Department of Computer Science and Engineering, St. Petersburg Electrotechnical University "LETI", 197022 St. Petersburg, Russia.
Computer Security Problems Laboratory, St. Petersburg Federal Research Center of the Russian Academy of Sciences, 199178 St. Petersburg, Russia.
Sensors (Basel). 2022 Feb 25;22(5):1838. doi: 10.3390/s22051838.

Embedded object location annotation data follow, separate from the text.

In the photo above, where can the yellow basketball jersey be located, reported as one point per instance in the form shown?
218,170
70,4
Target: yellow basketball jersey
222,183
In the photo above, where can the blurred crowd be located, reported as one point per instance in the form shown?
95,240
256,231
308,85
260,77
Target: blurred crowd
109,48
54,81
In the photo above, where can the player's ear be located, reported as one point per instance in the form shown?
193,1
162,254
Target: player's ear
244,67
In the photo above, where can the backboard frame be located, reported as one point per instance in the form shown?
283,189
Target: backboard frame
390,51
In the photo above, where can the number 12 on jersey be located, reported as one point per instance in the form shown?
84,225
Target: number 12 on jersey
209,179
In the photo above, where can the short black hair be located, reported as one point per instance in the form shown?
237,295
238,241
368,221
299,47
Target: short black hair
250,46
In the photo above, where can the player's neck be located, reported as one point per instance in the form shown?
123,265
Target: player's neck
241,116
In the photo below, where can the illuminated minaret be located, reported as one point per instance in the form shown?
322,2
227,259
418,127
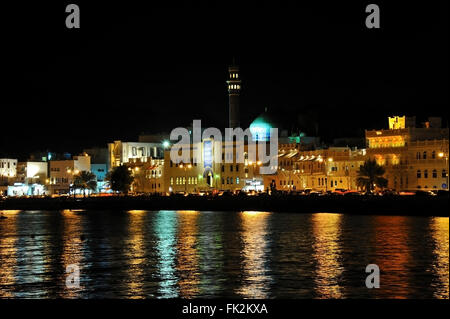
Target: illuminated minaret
234,89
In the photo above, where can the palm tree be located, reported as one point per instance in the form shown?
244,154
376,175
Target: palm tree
370,175
85,180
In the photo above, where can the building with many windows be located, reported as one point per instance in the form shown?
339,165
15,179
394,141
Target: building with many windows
328,169
8,169
120,153
216,168
62,173
415,158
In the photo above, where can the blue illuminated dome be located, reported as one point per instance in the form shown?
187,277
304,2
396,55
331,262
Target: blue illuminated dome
260,127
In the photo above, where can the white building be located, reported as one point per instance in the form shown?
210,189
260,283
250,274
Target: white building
8,169
62,173
131,152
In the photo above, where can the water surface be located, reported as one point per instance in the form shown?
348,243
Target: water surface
189,254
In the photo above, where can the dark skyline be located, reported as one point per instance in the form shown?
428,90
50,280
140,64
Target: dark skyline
132,69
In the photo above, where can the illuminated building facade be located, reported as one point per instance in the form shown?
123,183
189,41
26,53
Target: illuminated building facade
234,90
62,173
415,158
32,172
148,176
331,169
128,152
8,169
213,171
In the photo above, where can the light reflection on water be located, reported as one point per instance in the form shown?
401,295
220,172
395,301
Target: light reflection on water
188,254
328,254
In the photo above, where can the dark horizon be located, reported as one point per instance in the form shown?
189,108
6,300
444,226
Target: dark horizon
130,69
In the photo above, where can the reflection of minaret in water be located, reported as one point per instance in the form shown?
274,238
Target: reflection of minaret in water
234,89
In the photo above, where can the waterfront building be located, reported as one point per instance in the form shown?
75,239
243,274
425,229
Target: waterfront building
329,169
8,169
62,173
100,170
148,176
415,158
234,90
121,153
212,171
31,179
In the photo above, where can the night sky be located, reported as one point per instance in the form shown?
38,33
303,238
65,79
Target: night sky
133,69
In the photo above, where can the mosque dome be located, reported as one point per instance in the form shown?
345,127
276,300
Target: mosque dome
260,127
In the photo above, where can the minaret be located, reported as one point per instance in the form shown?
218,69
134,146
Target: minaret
234,89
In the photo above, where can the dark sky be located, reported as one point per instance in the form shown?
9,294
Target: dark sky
132,68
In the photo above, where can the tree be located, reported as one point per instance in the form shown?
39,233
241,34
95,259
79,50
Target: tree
370,175
85,180
120,179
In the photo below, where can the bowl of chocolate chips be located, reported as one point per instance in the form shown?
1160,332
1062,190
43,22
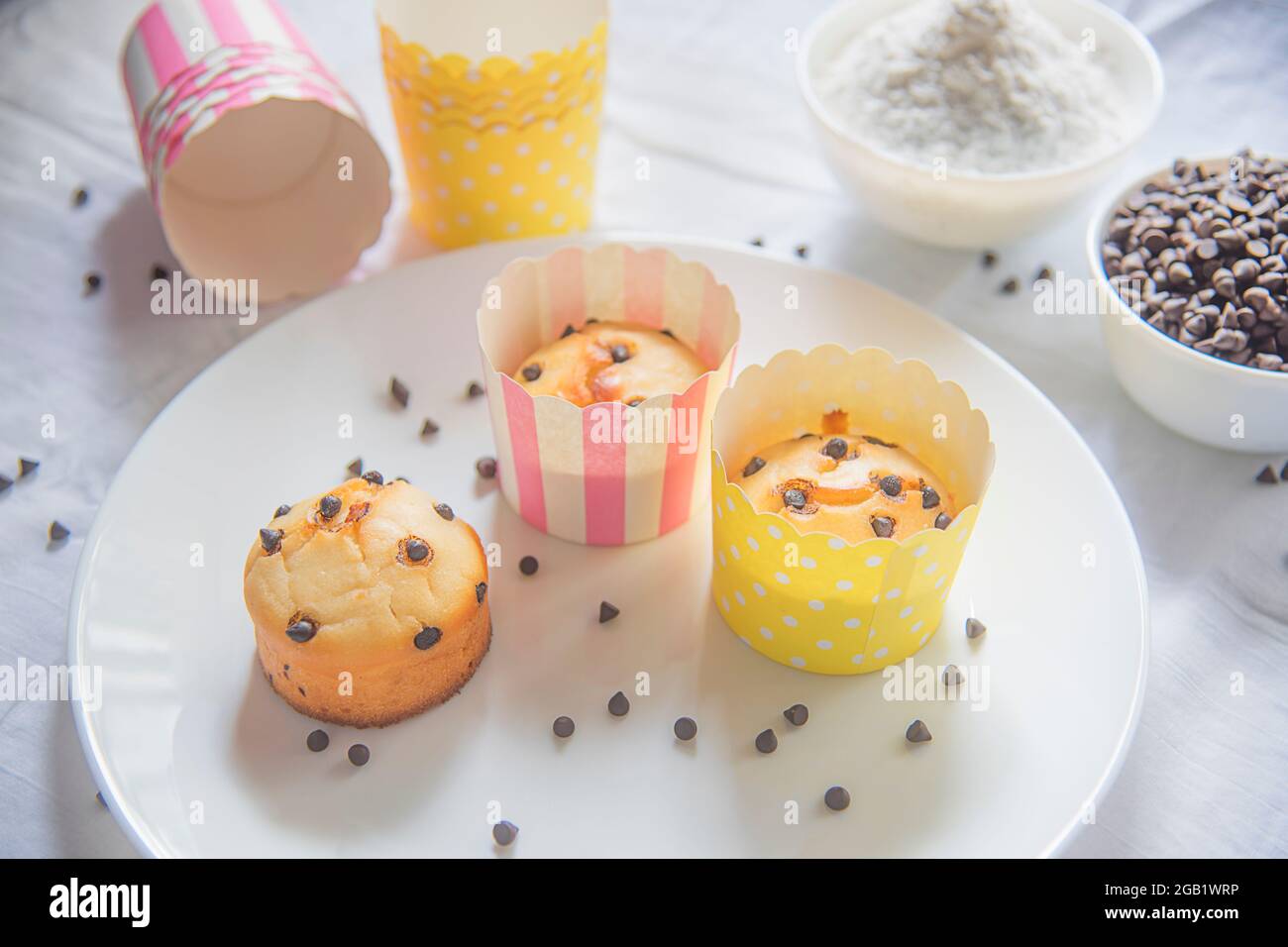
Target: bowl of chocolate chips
1193,303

Currently, personal data collection and processing are widely used while providing digital services within mobile sensing networks for their operation, personalization, and improvement. Personal data are any data that identifiably describe a person. Legislative and regulatory documents adopted in recent years define the key requirements for the processing of personal data. They are based on the principles of lawfulness, fairness, and transparency of personal data processing. Privacy policies are the only legitimate way to provide information on how the personal data of service and device users is collected, processed, and stored. Therefore, the problem of making privacy policies clear and transparent is extremely important as its solution would allow end users to comprehend the risks associated with personal data processing. Currently, a number of approaches for analyzing privacy policies written in natural language have been proposed. Most of them require a large training dataset of privacy policies. In the paper, we examine the existing corpora of privacy policies available for training, discuss their features and conclude on the need for a new dataset of privacy policies for devices and services of the Internet of Things as a part of mobile sensing networks. The authors develop a new technique for collecting and cleaning such privacy policies. The proposed technique differs from existing ones by the usage of e-commerce platforms as a starting point for document search and enables more targeted collection of the URLs to the IoT device manufacturers' privacy policies. The software tool implementing this technique was used to collect a new corpus of documents in English containing 592 unique privacy policies. The collected corpus contains mainly privacy policies that are developed for the Internet of Things and reflect the latest legislative requirements. The paper also presents the results of the statistical and semantic analysis of the collected privacy policies. These results could be further used by the researchers when elaborating techniques for analysis of the privacy policies written in natural language targeted to enhance their transparency for the end user.
目前,在移动感测网络中提供数字服务时,广泛使用个人数据收集和处理来进行操作、个性化和改进。个人数据是指可识别地描述个人的任何数据。近年来通过的立法和监管文件定义了处理个人数据的关键要求。这些文件基于个人数据处理的合法性、公平性和透明度原则。隐私政策是提供有关服务和设备用户个人数据如何收集、处理和存储的信息的唯一合法途径。因此,使隐私政策清晰透明的问题极为重要,因为解决方案将允许最终用户理解与个人数据处理相关的风险。目前,已经提出了许多用于分析用自然语言编写的隐私政策的方法。它们大多数都需要大量的隐私政策训练数据集。在本文中,我们研究了现有的可用于训练的隐私政策语料库,讨论了它们的特点,并得出结论,需要为物联网设备和服务创建一个新的隐私政策数据集,作为移动感测网络的一部分。作者开发了一种用于收集和清理此类隐私政策的新技术。与现有技术相比,该技术的不同之处在于,它使用电子商务平台作为文档搜索的起点,并能够更有针对性地收集到物联网设备制造商隐私政策的 URL。用于实现该技术的软件工具用于以英语收集新的包含 592 个独特隐私政策的文档语料库。所收集的语料库主要包含为物联网开发的隐私政策,反映了最新的立法要求。本文还介绍了所收集的隐私政策的统计和语义分析结果。这些结果可进一步供研究人员在制定针对自然语言编写的隐私政策分析技术时使用,以增强最终用户对隐私政策的透明度。